EScriptorium

eScriptorium
Initial release2018; 8 years ago (2018)
Stable release
v1.0.0[1] / 30 January 2026
Operating systemplatform independent
Repository

eScriptorium is a platform for manual or automated segmentation and text recognition of historical manuscripts and prints.

Details

Screenshot with eScriptorium transcription of Johann Reinhold Forster's diary Journal of a Voyage on Board the Resolution 1772-1774 Vol. 1

The software is an open source software developed at the Paris Sciences et Lettres University as part of the projects Scripta[2] and RESILIENCE[3] with contributions from other institutions, partly funded by the EU's Horizon 2020 funding program and a grant from the Andrew W. Mellon Foundation.

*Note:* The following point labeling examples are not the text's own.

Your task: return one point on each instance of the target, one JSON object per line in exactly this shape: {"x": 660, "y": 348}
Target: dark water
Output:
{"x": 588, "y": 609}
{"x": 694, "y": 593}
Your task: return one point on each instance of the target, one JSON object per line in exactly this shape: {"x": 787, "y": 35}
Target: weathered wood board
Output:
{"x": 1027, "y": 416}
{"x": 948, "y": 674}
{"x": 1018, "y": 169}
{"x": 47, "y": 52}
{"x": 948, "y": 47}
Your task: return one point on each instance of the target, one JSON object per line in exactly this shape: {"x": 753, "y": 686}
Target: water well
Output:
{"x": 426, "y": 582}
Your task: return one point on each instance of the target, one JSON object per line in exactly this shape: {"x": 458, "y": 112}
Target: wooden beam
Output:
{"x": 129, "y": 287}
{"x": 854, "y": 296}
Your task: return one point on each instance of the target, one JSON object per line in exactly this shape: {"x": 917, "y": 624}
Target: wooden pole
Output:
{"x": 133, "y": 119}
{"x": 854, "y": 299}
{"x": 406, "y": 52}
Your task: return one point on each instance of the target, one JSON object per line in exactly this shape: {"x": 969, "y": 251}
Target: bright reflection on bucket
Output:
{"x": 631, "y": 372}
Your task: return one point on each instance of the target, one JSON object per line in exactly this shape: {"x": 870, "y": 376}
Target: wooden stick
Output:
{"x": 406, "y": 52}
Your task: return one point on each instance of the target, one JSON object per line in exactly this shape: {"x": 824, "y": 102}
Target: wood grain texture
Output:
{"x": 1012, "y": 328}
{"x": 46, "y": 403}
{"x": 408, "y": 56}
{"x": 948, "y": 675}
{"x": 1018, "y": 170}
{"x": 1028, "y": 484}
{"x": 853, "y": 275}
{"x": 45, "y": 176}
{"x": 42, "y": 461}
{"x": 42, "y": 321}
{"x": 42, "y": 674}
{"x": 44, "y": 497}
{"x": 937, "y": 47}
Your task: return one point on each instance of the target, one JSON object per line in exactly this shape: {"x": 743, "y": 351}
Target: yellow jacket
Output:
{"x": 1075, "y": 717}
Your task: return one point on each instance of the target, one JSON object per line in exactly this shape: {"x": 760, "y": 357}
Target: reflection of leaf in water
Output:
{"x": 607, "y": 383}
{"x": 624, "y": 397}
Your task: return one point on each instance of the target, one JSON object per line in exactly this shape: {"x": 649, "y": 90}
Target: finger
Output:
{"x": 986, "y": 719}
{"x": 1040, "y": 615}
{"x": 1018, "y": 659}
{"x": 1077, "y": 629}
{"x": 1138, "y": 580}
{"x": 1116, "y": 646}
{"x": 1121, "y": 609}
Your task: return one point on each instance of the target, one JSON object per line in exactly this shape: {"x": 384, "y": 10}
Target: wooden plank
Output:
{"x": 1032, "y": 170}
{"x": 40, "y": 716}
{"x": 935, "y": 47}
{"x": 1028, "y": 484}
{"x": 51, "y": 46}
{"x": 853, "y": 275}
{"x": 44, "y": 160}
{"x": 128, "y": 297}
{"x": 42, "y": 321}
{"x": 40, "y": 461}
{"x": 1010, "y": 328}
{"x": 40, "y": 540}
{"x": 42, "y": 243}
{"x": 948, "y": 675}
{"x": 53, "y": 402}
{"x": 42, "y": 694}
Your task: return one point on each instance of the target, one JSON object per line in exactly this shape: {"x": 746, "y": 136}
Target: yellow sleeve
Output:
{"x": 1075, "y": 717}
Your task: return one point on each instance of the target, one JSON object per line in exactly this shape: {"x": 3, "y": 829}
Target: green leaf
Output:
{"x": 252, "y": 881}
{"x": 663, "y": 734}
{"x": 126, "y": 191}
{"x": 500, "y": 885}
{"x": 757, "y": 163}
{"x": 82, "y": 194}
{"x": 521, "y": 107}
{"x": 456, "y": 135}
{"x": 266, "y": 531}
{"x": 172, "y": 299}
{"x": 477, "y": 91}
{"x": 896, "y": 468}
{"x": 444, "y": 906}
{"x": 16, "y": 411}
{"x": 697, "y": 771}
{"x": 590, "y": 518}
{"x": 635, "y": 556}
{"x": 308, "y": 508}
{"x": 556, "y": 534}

Scanned pages from manuscripts and prints can be imported into eScriptorium and exported as text in various formats (text, ALTO or PAGE XML, TEI). The text areas with text lines in the images are first recognized manually or automatically (segmentation). The text lines are then transcribed manually or automatically.[4]

Both automatic segmentation and text recognition can be trained using manually created or corrected examples (ground truth). The new models created in this way can be shared with others and can therefore be easily reused.[5]

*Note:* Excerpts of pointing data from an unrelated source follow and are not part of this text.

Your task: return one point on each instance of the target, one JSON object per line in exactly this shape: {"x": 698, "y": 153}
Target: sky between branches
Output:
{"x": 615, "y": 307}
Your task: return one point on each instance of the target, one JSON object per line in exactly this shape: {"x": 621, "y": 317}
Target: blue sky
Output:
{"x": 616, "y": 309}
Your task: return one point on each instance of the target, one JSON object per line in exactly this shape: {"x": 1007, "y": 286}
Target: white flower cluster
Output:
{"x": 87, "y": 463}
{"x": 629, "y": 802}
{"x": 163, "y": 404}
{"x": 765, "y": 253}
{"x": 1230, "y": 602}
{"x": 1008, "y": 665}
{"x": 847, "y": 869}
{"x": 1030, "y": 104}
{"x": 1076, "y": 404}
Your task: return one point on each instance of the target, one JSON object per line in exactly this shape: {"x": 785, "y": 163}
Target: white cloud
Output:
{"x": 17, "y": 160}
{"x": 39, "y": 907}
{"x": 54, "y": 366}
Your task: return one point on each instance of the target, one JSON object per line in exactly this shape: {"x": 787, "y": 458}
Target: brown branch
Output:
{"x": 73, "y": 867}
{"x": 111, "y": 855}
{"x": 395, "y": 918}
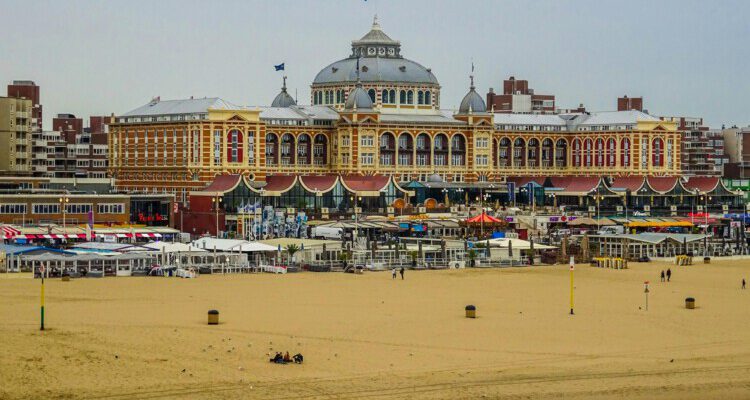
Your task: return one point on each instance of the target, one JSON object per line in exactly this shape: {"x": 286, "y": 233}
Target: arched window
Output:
{"x": 658, "y": 151}
{"x": 577, "y": 153}
{"x": 611, "y": 152}
{"x": 587, "y": 153}
{"x": 625, "y": 152}
{"x": 234, "y": 149}
{"x": 599, "y": 160}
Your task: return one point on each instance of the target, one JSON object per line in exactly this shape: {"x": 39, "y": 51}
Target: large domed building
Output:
{"x": 392, "y": 81}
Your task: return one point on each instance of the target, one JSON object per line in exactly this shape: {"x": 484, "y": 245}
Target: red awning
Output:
{"x": 632, "y": 183}
{"x": 279, "y": 184}
{"x": 365, "y": 185}
{"x": 483, "y": 218}
{"x": 662, "y": 184}
{"x": 703, "y": 184}
{"x": 223, "y": 183}
{"x": 318, "y": 183}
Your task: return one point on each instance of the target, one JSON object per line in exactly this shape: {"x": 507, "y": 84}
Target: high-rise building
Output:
{"x": 29, "y": 90}
{"x": 518, "y": 98}
{"x": 15, "y": 135}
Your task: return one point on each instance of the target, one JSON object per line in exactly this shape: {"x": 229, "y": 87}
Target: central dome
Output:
{"x": 384, "y": 73}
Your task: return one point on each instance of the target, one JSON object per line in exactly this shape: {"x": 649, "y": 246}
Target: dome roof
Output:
{"x": 375, "y": 69}
{"x": 283, "y": 99}
{"x": 472, "y": 102}
{"x": 358, "y": 99}
{"x": 380, "y": 60}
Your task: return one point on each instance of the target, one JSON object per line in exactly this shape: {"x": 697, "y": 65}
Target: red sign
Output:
{"x": 150, "y": 218}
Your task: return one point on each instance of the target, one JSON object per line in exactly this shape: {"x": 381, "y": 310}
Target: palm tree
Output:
{"x": 291, "y": 249}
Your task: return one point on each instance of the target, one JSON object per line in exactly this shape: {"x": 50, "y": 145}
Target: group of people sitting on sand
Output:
{"x": 285, "y": 359}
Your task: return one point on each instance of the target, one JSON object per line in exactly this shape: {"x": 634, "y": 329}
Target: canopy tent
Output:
{"x": 169, "y": 247}
{"x": 659, "y": 224}
{"x": 586, "y": 221}
{"x": 483, "y": 218}
{"x": 232, "y": 245}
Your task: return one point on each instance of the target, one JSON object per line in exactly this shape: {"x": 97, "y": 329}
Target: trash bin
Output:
{"x": 690, "y": 303}
{"x": 213, "y": 317}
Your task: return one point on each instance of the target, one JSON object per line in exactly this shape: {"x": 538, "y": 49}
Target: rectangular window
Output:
{"x": 111, "y": 208}
{"x": 367, "y": 159}
{"x": 196, "y": 147}
{"x": 12, "y": 208}
{"x": 45, "y": 208}
{"x": 367, "y": 141}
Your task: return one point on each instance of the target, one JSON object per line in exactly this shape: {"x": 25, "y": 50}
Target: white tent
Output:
{"x": 170, "y": 247}
{"x": 231, "y": 245}
{"x": 518, "y": 244}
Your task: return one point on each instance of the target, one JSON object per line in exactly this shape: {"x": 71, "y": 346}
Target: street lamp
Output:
{"x": 64, "y": 206}
{"x": 216, "y": 202}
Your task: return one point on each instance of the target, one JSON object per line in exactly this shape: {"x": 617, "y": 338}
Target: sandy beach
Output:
{"x": 368, "y": 336}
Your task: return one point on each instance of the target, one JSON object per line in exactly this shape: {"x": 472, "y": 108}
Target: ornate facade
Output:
{"x": 377, "y": 113}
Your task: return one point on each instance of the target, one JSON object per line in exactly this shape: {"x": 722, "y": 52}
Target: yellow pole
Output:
{"x": 572, "y": 267}
{"x": 41, "y": 328}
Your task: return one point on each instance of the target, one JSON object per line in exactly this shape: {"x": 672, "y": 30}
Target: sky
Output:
{"x": 685, "y": 57}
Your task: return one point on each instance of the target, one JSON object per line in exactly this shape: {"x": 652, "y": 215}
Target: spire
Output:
{"x": 359, "y": 82}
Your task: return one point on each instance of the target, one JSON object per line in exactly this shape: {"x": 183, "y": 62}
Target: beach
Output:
{"x": 369, "y": 336}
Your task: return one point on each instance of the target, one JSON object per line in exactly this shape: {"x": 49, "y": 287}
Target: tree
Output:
{"x": 291, "y": 249}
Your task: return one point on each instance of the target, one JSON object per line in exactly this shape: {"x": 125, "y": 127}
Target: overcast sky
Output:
{"x": 687, "y": 58}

eScriptorium is built on top of the free OCR software Kraken by Benjamin Kiessling, a derivative of the OCR software OCRopus, which is suitable for handwritten and printed texts and also supports scripts such as Hebrew and Arabic, which are written from right to left.[6]

Comparable programs that offer similar functions to eScriptorium are OCR4All[7] and Transkribus.

Individual references

  1. ^ "Release eScriptorium v1.0.0 — first stable release featuring the new UI, Kraken 6 support and other features". Retrieved 7 February 2026.
  2. ^ "Scripta-PSL. History and practices of writing". Retrieved 2022-03-13.
  3. ^ "RESILIENCE - The Religious Studies Research Infrastructure". Retrieved 2022-03-13.
  4. ^ "eScriptorium Documentation". Retrieved 2024-01-21.
  5. ^ "Export data - eScriptorium Documentation". Retrieved 2024-01-21.
  6. ^ "lunch/kraken: OCR engine for all the languages". Retrieved 2022-03-13.
  7. ^ "OCR4all | forTEXT". Retrieved 2023-06-20.

Content Disclaimer

Informasi ini disarikan dari Wikipedia dan disajikan kembali untuk tujuan edukasi. Konten tersedia di bawah lisensi CC BY-SA 3.0. Kami tidak bertanggung jawab atas ketidakakuratan data yang bersumber dari kontribusi publik tersebut.

  1. The information displayed on this website is sourced in part or in whole from Wikipedia and has been adapted for the purpose of restating it. We strive to provide accurate and relevant information, however:
  2. There is no guarantee of absolute accuracy. Wikipedia is an open, collaborative project that can be edited by anyone, so information is subject to change.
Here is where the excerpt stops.